Our second-to-last stop would be the rooftop common area shared by Gogo Building tenants such as Uber, Twitter, and Potbelly Sandwich Works. It was a beautiful day, I could have spent hours enjoying the views and the weather, but there was one more stop on the tour…
What’s better than a rooftop common area? A private one, of course! Gogo has their own rooftop area on the other side of the building reserved for employees and their guests. On the day of my visit it was closed. However, to get there one must walk through a break room that seemed eerily similar to a bar. Would you be surprised if there was free beer for employees on Fridays? Of course you wouldn’t, because at this point in the story you know Gogo goes above and beyond for their employees.
Gogo’s HQ and its people remind me a lot of Southwest Airlines. To be compared to a company whose name queried on Amazon.com yields 5,095 books is perhaps one of the highest compliments I can offer. Rumors abound that Southwest is looking to move away from their dated Row44 (Global Eagle) in-flight connectivity and entertainment product. This Southwest A-Lister (elite frequent flyer) can only hope the airline teams up with culturally similar Gogo to secure their new speedy 2Ku service.

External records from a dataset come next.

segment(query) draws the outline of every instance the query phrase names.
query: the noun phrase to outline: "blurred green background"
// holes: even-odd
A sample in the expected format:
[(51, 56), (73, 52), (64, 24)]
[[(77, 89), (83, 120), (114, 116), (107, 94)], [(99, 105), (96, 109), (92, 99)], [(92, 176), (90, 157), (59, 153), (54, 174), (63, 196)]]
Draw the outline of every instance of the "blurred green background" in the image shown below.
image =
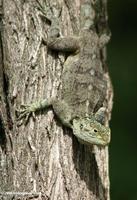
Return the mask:
[(108, 0), (114, 87), (110, 144), (111, 200), (137, 200), (137, 0)]

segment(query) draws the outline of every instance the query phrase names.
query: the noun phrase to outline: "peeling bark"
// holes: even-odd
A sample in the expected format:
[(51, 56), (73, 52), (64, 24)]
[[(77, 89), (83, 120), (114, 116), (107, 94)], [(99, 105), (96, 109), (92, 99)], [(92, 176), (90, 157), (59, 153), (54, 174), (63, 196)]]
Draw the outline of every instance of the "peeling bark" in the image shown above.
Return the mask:
[[(39, 2), (44, 5), (44, 1)], [(62, 34), (77, 34), (80, 0), (58, 3), (62, 5)], [(47, 51), (43, 44), (49, 24), (37, 6), (38, 0), (4, 0), (1, 8), (0, 197), (109, 200), (108, 147), (89, 150), (71, 130), (62, 127), (50, 109), (38, 113), (27, 125), (17, 124), (16, 108), (55, 97), (61, 88), (65, 58), (62, 53)], [(97, 10), (97, 30), (101, 32), (108, 28), (106, 0), (100, 1)], [(101, 55), (108, 77), (108, 123), (113, 92), (105, 49)]]

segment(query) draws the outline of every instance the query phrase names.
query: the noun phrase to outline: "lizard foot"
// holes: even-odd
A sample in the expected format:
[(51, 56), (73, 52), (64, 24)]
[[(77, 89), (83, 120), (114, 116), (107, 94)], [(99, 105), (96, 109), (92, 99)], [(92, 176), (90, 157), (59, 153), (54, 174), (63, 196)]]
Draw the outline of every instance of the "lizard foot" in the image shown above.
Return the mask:
[(23, 104), (20, 106), (20, 109), (16, 109), (17, 121), (21, 121), (19, 125), (22, 125), (23, 123), (27, 124), (31, 116), (35, 120), (35, 111), (37, 110), (36, 108), (36, 103), (33, 103), (29, 105)]

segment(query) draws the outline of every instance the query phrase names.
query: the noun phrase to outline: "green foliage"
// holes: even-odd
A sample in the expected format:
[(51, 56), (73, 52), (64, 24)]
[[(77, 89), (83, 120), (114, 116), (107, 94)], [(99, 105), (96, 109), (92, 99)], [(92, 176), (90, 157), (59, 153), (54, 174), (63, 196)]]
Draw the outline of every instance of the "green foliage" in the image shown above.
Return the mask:
[(112, 200), (137, 199), (137, 1), (108, 1), (114, 86), (110, 178)]

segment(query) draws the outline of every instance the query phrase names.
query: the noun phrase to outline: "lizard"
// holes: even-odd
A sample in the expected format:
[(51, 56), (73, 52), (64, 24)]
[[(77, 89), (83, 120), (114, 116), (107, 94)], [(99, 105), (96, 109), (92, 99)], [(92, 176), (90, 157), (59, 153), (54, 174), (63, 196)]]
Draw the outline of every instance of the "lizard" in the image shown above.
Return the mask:
[(78, 141), (86, 145), (106, 146), (110, 142), (110, 128), (104, 125), (106, 108), (103, 107), (107, 91), (100, 50), (110, 36), (98, 36), (95, 11), (87, 0), (81, 5), (80, 31), (75, 36), (60, 36), (55, 17), (51, 21), (47, 48), (69, 52), (62, 73), (62, 88), (57, 98), (43, 99), (22, 105), (19, 117), (29, 119), (36, 111), (52, 106), (61, 123), (72, 129)]

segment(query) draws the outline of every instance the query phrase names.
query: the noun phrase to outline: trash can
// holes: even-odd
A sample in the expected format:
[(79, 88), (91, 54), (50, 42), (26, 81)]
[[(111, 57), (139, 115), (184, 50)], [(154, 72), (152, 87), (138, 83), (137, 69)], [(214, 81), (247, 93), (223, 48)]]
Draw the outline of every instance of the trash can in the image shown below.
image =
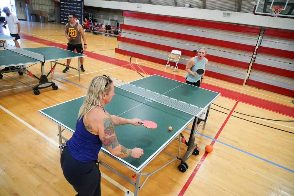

The facility which an organization inhabits says a lot about its culture (or lack thereof) and provides a glimpse into the personality of said organization. In today’s millennial-focused economy, companies are slowly realizing that it’s important to have a “fun” personality for customers, and a similar environment for employees. This goes a long way towards loyalty, and recruiting the ever-illusive (and picky) creative class. Gogo clearly gets this, and I believe it will allow them to keep their competitive advantage.
NOTE: Travel and lodging was courtesy of Gogo for an unrelated event. My opinions are always my own.